The ERRC conducted a field mission to the Dudara Romani settlement in Zrenjanin, northern Serbia, on October 11, 2002. Mr Afz Ametov, a 44-year-old Romani man, told the ERRC that the settlement is made up of fifty-two illegally built homes. There is reportedly no sanitation infrastructure in the settlement. In 1993, the residents reportedly applied to legalise the houses but were refused because of the planned enlargement of a nearby graveyard. In September 1994, the Zrenjanin City Planning Authority decided to destroy all empty homes in the settlement, however, according to Mr Ametov, in December of the same year, city officials destroyed nineteen homes, some of which were occupied.
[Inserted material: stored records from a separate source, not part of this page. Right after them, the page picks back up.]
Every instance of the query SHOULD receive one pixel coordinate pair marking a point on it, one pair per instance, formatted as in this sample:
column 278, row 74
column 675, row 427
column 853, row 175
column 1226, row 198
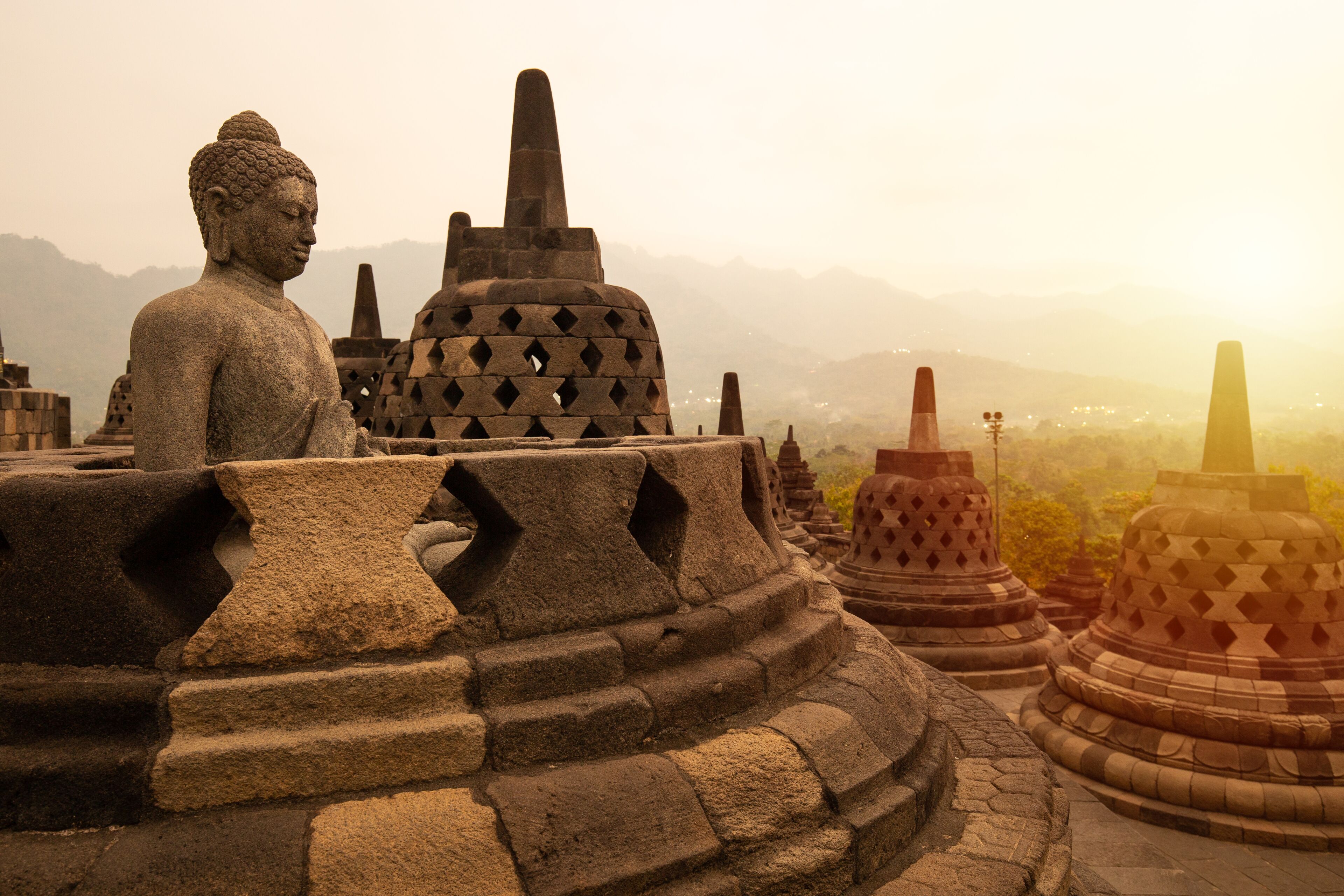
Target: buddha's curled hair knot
column 244, row 162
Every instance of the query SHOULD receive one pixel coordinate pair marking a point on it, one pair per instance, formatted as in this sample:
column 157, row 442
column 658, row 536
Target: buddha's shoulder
column 202, row 301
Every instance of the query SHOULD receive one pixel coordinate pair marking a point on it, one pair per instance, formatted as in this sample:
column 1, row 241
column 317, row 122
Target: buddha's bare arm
column 176, row 346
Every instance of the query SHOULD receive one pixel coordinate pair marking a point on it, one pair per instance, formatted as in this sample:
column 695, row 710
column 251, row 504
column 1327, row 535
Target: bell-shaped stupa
column 1073, row 598
column 1209, row 695
column 119, row 425
column 526, row 338
column 362, row 357
column 923, row 565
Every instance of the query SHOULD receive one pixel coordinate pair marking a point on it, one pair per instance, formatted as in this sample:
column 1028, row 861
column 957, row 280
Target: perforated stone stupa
column 526, row 338
column 362, row 357
column 1209, row 695
column 923, row 565
column 119, row 425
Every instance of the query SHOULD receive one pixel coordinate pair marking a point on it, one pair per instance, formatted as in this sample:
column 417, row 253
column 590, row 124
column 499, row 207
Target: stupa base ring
column 1189, row 801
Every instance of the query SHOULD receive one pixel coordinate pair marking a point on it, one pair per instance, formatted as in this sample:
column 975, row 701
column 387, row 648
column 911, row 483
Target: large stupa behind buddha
column 923, row 565
column 526, row 338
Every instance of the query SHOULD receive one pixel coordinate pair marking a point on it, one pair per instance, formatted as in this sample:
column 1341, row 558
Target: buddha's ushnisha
column 229, row 369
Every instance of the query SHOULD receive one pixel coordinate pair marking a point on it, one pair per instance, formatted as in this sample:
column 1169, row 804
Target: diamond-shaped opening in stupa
column 592, row 358
column 568, row 393
column 1320, row 637
column 619, row 394
column 480, row 354
column 506, row 394
column 537, row 357
column 1272, row 578
column 1224, row 636
column 452, row 396
column 1201, row 604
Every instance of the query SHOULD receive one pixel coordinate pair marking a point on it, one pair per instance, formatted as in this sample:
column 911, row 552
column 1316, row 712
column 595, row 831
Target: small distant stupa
column 362, row 357
column 923, row 565
column 119, row 425
column 1073, row 598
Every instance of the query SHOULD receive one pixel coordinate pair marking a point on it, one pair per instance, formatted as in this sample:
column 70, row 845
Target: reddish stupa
column 923, row 565
column 1209, row 695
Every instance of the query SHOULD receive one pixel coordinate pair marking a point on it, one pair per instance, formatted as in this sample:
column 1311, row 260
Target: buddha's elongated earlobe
column 217, row 227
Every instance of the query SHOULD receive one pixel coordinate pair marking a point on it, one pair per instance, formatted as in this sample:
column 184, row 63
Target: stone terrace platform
column 627, row 684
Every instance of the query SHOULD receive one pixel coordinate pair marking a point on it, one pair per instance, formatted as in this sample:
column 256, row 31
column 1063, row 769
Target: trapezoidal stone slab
column 689, row 518
column 107, row 566
column 553, row 561
column 330, row 575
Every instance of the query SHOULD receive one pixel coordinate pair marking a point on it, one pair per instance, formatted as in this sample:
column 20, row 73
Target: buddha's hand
column 334, row 432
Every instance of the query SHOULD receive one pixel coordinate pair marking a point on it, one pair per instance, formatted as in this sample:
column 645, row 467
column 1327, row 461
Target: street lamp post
column 994, row 429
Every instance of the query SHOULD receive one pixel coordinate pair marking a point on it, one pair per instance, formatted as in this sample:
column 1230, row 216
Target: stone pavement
column 1116, row 855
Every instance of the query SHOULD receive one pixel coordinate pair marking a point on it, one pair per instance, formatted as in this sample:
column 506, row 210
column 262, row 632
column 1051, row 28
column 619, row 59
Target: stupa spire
column 1227, row 441
column 536, row 179
column 730, row 407
column 366, row 323
column 924, row 414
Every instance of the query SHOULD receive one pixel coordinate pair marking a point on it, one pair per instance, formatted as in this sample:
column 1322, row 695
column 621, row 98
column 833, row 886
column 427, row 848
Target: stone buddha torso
column 272, row 379
column 229, row 369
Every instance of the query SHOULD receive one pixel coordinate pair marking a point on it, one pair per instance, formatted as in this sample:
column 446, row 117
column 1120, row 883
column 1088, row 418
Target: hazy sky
column 943, row 146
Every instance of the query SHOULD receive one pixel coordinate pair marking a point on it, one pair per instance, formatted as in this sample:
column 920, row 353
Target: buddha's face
column 273, row 234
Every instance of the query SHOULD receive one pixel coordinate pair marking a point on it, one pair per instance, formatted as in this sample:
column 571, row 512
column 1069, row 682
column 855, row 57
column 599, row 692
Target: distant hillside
column 806, row 348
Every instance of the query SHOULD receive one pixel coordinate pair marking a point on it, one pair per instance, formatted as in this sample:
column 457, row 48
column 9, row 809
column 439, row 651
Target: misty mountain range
column 828, row 347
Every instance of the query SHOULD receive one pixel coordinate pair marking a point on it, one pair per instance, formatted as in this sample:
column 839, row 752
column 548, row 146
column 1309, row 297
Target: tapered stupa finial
column 366, row 323
column 730, row 407
column 1227, row 441
column 457, row 222
column 536, row 179
column 924, row 414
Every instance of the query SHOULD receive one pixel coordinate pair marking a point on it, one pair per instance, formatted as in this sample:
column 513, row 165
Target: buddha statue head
column 256, row 202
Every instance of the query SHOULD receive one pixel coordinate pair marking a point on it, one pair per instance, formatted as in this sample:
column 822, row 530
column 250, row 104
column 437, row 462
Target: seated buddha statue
column 229, row 369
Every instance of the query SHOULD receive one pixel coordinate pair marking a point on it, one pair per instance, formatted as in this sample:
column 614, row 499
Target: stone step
column 299, row 700
column 194, row 771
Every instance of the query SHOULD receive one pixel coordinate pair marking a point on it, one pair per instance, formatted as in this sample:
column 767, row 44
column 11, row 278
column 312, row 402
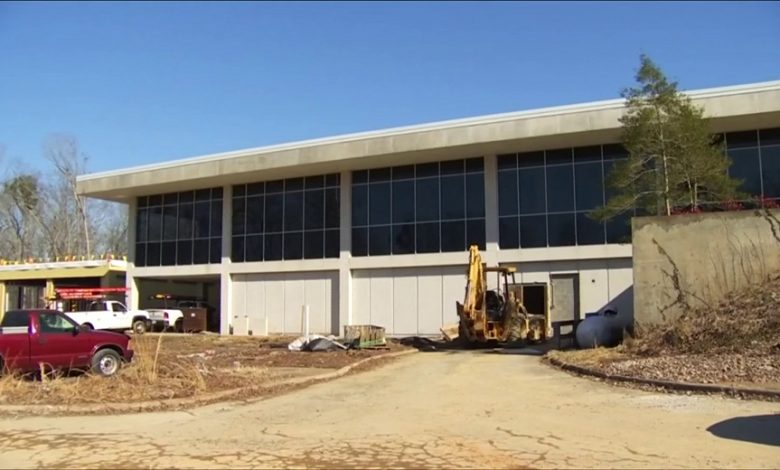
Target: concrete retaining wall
column 689, row 261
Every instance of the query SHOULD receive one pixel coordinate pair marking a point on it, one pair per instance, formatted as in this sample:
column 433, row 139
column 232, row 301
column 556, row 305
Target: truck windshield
column 15, row 318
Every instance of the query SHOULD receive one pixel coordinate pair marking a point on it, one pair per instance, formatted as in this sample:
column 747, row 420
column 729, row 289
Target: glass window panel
column 554, row 157
column 185, row 221
column 403, row 239
column 589, row 186
column 359, row 205
column 527, row 159
column 238, row 221
column 587, row 154
column 237, row 249
column 619, row 229
column 745, row 166
column 532, row 190
column 742, row 139
column 507, row 192
column 475, row 233
column 201, row 251
column 614, row 151
column 314, row 209
column 453, row 236
column 533, row 231
column 508, row 232
column 452, row 167
column 378, row 174
column 293, row 211
column 153, row 254
column 359, row 241
column 141, row 225
column 293, row 184
column 293, row 245
column 203, row 194
column 314, row 182
column 332, row 243
column 403, row 202
column 168, row 253
column 769, row 136
column 360, row 176
column 560, row 188
column 184, row 252
column 155, row 224
column 332, row 208
column 313, row 244
column 215, row 251
column 475, row 165
column 427, row 199
column 453, row 197
column 273, row 247
column 169, row 222
column 427, row 237
column 216, row 218
column 589, row 231
column 561, row 229
column 507, row 162
column 254, row 248
column 255, row 189
column 770, row 167
column 475, row 195
column 333, row 179
column 273, row 187
column 379, row 240
column 140, row 254
column 403, row 172
column 378, row 203
column 424, row 170
column 274, row 214
column 201, row 217
column 254, row 214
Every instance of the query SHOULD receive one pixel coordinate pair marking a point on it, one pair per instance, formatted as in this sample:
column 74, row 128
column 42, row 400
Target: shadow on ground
column 760, row 429
column 424, row 344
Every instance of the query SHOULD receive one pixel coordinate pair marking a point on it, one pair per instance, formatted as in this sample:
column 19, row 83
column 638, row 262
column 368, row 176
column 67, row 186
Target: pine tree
column 673, row 161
Mr Ametov told the ERRC that, in October 2002, the residents again applied to legalise their homes, as the plans for the expansion of the graveyard had been changed. On January 27, 2002, Mr Ametov informed the ERRC that earlier in the month, a representative of the municipality told him that the procedure for considering their application to legalise the settlement had not yet begun. As of March 13, 2003, the settlement still had not been legalised.
Finally, on October 6, 2002, the ERRC visited the Veliki Rit Romani settlement in Novi Sad in northern Serbia. According to Mr Rasim Osman, a 35-year-old Romani man living in the settlement, around two thousand, five hundred people reside in the approximately five hundred and thirty houses that comprise Veliki Rit - only one hundred of which were built with legal permits. In some cases, when foreign humanitarian organisations have offered financial assistance for providing infrastructure to Romani settlements, local authorities have reportedly refused to co-operate, explaining that the settlements at issue have been built illegally. At least half of the structures in the settlement are small shacks made of tin, cardboard, scrap and/or mud. Many of the houses do not have electricity. There is no sewage system in the settlement, and solid waste removal takes place only rarely. Mr Šemsija Salimi, a 34-year-old Romani man living in the settlement, informed the ERRC of the prevalence of rats in the settlement.
The International Covenant on Economic, Social and Cultural Rights, which Yugoslavia succeeded to on March 12, 2001, states at Article 11(1) that, "The States Parties to the present Covenant recognize the right of everyone to an adequate standard of living for himself and his family, including adequate food, clothing and housing, and to the continuous improvement of living conditions." The near total lack of infrastructure in the Romani settlements visited by the ERRC and the reported unwillingness of local authorities to do anything to improve the conditions in the settlements contravenes the provisions of the Convention.